My week started great, I felt like I was off and running…literally. With the day off for Labor day I took my speed run to the beach, then hung out for a bit of beachfront meditation. (I actually really like doing meditation outside) The rest of my week flowed as normal with the usual runs and cross training. Then came Saturday, my long run day. I bonked. Four miles into a fourteen mile run I realized this was going to be a sufferfest. At mile four, I was already getting tired and whispers of hunger started creeping in my mind. Then a mile later, those whispers got stronger and before I knew it all I wanted was food. I ate the Honey Stinger wafer and fig cookies I brought, but soon realized it wasn’t enough. All I could think about the rest of the run was shoving a PB & J in my mouth. I made it through my run, but barely and oh so slow.
On my way home from my run, as I tried to sort out what when wrong, I realized I had barely eaten the night before and had restless night of sleep. This week, I didn’t get in a good cross training session, and my weight training was just so-so this week.

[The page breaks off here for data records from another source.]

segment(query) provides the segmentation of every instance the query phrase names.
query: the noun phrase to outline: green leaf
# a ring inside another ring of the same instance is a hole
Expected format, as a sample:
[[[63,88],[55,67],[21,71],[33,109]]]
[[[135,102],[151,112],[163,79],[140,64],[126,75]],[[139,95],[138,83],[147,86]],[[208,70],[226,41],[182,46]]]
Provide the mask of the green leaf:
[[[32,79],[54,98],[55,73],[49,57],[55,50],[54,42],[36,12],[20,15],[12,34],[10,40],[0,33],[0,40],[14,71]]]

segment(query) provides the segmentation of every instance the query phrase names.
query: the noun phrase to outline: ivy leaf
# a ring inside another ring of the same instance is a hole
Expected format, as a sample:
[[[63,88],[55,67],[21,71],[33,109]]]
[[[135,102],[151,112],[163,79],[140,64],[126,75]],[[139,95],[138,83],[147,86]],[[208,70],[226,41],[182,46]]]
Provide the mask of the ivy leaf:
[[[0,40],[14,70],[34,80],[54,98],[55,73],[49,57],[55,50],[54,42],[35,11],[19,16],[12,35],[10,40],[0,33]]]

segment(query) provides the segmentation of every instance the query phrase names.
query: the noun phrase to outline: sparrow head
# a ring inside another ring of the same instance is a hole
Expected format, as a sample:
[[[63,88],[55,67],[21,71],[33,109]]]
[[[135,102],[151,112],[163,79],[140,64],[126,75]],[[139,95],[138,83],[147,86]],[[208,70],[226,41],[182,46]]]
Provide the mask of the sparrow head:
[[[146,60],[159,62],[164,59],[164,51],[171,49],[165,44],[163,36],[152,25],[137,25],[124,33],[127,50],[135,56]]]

I get it, life happens from time to time. My diet isn’t always perfect and my sleep patterns suck. After the reality check this weekend, I realize I can't ignore the basics of long distance running…Respect the Run.

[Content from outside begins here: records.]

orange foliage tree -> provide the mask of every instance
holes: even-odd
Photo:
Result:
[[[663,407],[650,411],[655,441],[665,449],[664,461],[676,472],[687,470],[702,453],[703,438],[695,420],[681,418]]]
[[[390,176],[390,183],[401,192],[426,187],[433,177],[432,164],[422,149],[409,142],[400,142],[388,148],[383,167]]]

Treat the running and training with respect and don’t think you can just glide into it. The mileage will increase, the speed work gets faster, the weight training gets heavier. This flow is necessary to properly execute training. I am at the half way mark in my training, and as the endurance gets tougher on the long runs I need the weekly training to prepare me for those long miles and steep climbs.
This week’s runs:
--I’m absolutely loving the Run Fast Eat Slow cookbook. I have taken a liking to making my own snack bars, because a gal cannot live off of Picky Bars alone. Seriously though, I have a hard time with gels, chews, and gu’s for running fuel so I have been taking “real food”, such as dried fruits and energy balls on my runs. The Run Fast Eat Slow cookbook is a great resource for these options as well as great recipes that focus on the needs of an athlete. My personal favs are the recovery quinoa salad, the fig bars, sweet potato cookies (they are more like an energy bar) and superhero muffins. I am going to try a few of the smoothies this week.
--I finally found a place where I can use compression boots for long run recovery!!!! A couple weeks back I finally met fellow Oisele Volee runner Ciara who is a chiropractor and health & wellness specialist in Santa Monica. She is focusing most of her business on recovery for athletes and has just started a division of her business geared toward recovery sessions. She offers a variety of services, but I tried the compression boots this weekend. After a long run when by body took a beating, those compression boots saved me. I can’t wait to go back again and again in the coming weeks.
That’s all for this week, now it’s time to rest, meal prep, and write out strength session plans.